We have these points implemented as independent algorithms for each case, so each can be improved separately from the others. In the paragraph with synonyms, we manually entered some of the most obvious pairs and postponed until better times. Further, perhaps, we will try to select synonyms automatically, using data from the filled properties. In addition, we can take only one value from one source, so each of the algorithms has a priority, it determines the order of execution of the algorithms.

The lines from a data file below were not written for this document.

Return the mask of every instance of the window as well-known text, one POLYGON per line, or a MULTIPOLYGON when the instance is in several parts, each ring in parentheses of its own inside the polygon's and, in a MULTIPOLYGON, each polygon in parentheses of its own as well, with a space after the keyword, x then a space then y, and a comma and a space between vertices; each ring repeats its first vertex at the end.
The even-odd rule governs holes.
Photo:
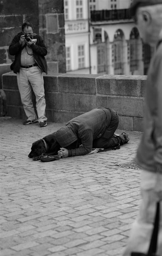
POLYGON ((68 6, 68 0, 64 0, 64 16, 65 19, 69 19, 69 6, 68 6))
POLYGON ((113 43, 114 74, 123 74, 123 38, 124 34, 120 29, 115 33, 113 43))
POLYGON ((78 68, 82 68, 85 66, 84 46, 84 45, 78 45, 78 68))
POLYGON ((102 41, 102 30, 101 28, 95 28, 94 29, 94 41, 100 43, 102 41))
POLYGON ((70 47, 66 47, 66 71, 71 70, 71 49, 70 47))
POLYGON ((83 6, 82 0, 76 0, 77 19, 81 19, 83 18, 83 6))
POLYGON ((111 0, 111 2, 112 2, 111 4, 111 9, 116 9, 117 7, 116 0, 111 0))
POLYGON ((97 46, 97 73, 105 73, 106 71, 105 46, 97 46))
POLYGON ((132 75, 134 71, 138 70, 138 39, 139 35, 136 28, 134 28, 130 35, 130 70, 132 75))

After this operation, we will have the following set of values:

Power (kW): 1.8
Power: 1.8 kW
Rated Power: 1800 W
Power: 2 kW
Power: 1800

We know that this set must be reduced to a number of a certain dimension. For each type, we have an independent algorithm. In the case of the number and unit of measure, we do the following:

for each value, we try to determine the unit of measurement. If this failed, or its dimension does not coincide with the dimension of the property, ignore this value in the future. We will have the following set of values:

Power (kW): 1.8
Power: 1.8 kW
Rated Power: 1800 W
Power: 2 kW

We try to convert each of the values into a number and bring to the desired unit of measurement. Here we try to take into account all possible formats: with a comma and a dot to separate the integer and fractional parts, with commas and spaces to separate the thousands, abbreviations like thousands and so on. It turns out the following:

1800 W
1800 W
1800 W
2000 W

This set must be reduced to a single value. In the case of a single value in the set, use it. If the values are more than one and they coincide, then even better. If the values are more than one and they do not coincide, we take the most common one. If this is not the case, do not fill the property automatically.

This was an example for a property of a numeric type, for other types the last steps are different and take into account their features.

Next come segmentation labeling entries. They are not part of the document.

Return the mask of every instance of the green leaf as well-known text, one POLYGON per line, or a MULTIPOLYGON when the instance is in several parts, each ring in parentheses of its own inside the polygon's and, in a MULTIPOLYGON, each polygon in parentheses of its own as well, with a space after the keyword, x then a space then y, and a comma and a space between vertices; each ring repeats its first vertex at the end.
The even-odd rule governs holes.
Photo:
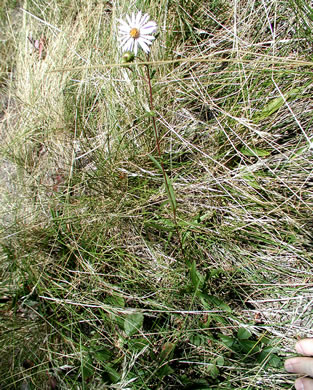
POLYGON ((121 379, 121 375, 112 368, 109 364, 105 365, 102 379, 107 383, 117 383, 121 379))
POLYGON ((94 372, 95 369, 89 357, 86 360, 82 361, 81 373, 82 373, 83 380, 90 378, 94 374, 94 372))
POLYGON ((251 332, 246 328, 239 328, 237 337, 239 340, 247 340, 251 337, 251 332))
POLYGON ((197 271, 195 260, 190 267, 190 278, 196 290, 203 284, 203 276, 197 271))
POLYGON ((113 307, 125 307, 125 300, 123 297, 119 297, 118 295, 112 295, 106 297, 104 303, 113 307))
POLYGON ((175 371, 168 364, 162 366, 156 373, 158 378, 164 378, 165 376, 173 374, 175 371))
POLYGON ((98 362, 110 361, 112 358, 112 352, 109 349, 103 348, 94 351, 93 356, 98 362))
POLYGON ((147 345, 149 345, 149 340, 144 338, 138 338, 138 339, 129 339, 128 348, 130 351, 139 352, 142 351, 147 345))
POLYGON ((216 367, 216 365, 215 365, 214 363, 208 364, 206 369, 207 369, 208 374, 209 374, 213 379, 217 378, 218 375, 219 375, 219 373, 220 373, 220 372, 219 372, 219 369, 216 367))
POLYGON ((127 336, 137 333, 143 324, 144 315, 142 313, 132 313, 124 319, 124 330, 127 336))
POLYGON ((236 339, 231 336, 226 336, 224 334, 219 334, 219 338, 221 342, 228 348, 231 348, 236 342, 236 339))
POLYGON ((255 354, 257 352, 260 352, 261 350, 261 345, 258 341, 255 340, 238 340, 238 344, 240 346, 241 351, 248 355, 255 354))
POLYGON ((269 152, 268 150, 258 149, 254 147, 241 148, 240 152, 244 156, 248 156, 248 157, 266 157, 271 154, 271 152, 269 152))
POLYGON ((266 119, 267 117, 273 115, 276 111, 278 111, 287 100, 294 100, 297 97, 302 95, 303 88, 294 88, 285 94, 284 97, 279 96, 277 98, 272 99, 268 104, 266 104, 261 111, 261 113, 257 116, 257 121, 266 119))
POLYGON ((225 303, 221 299, 215 297, 214 295, 199 293, 198 296, 199 296, 203 306, 205 308, 207 308, 208 310, 210 310, 212 307, 214 307, 214 308, 219 308, 223 311, 226 311, 227 313, 232 312, 231 308, 227 305, 227 303, 225 303))
POLYGON ((193 334, 190 336, 190 343, 199 347, 200 345, 205 345, 207 337, 204 337, 201 334, 193 334))
POLYGON ((224 359, 224 357, 223 357, 223 356, 219 356, 218 358, 216 358, 215 364, 216 364, 217 366, 224 366, 224 364, 225 364, 225 359, 224 359))
POLYGON ((174 344, 174 343, 170 343, 170 342, 164 343, 162 345, 160 359, 162 361, 168 360, 170 358, 170 356, 173 354, 175 347, 176 347, 176 344, 174 344))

As for manual editing, we deal with properties in exactly the same way as with images. Anything that has been changed or confirmed manually cannot automatically change anymore. Everything else can.

How do we test a project

This project has a remarkable feature: the core is a technology that consists entirely of optimization tasks. Moreover, most of these tasks do not have an exact solution, and for them we came up with our own criteria that take into account speed and accuracy. This is where the tests really are needed.

The architecture of the project is designed in such a way that complex algorithms, as far as possible, are divided into simple steps. For each step there is an optimization criterion and a set of tests. Emphasis on accuracy, but also speed. At the very least, we were looking after every change. Each such step resembles the task of sports programming, and we have the opportunity to compare the results after each change.

results

It will be possible to more accurately evaluate the results after a couple of months of work in production. Less than a week has passed by now. During this time, we were able to add to the site about 110 thousand products that were not previously sold due to lack of properties or images.
The goal for the future is to completely abandon manual work to fill the catalog. At the first stage, a good result would be to reduce its volume by 70%. I think that by the results of several months we will achieve this.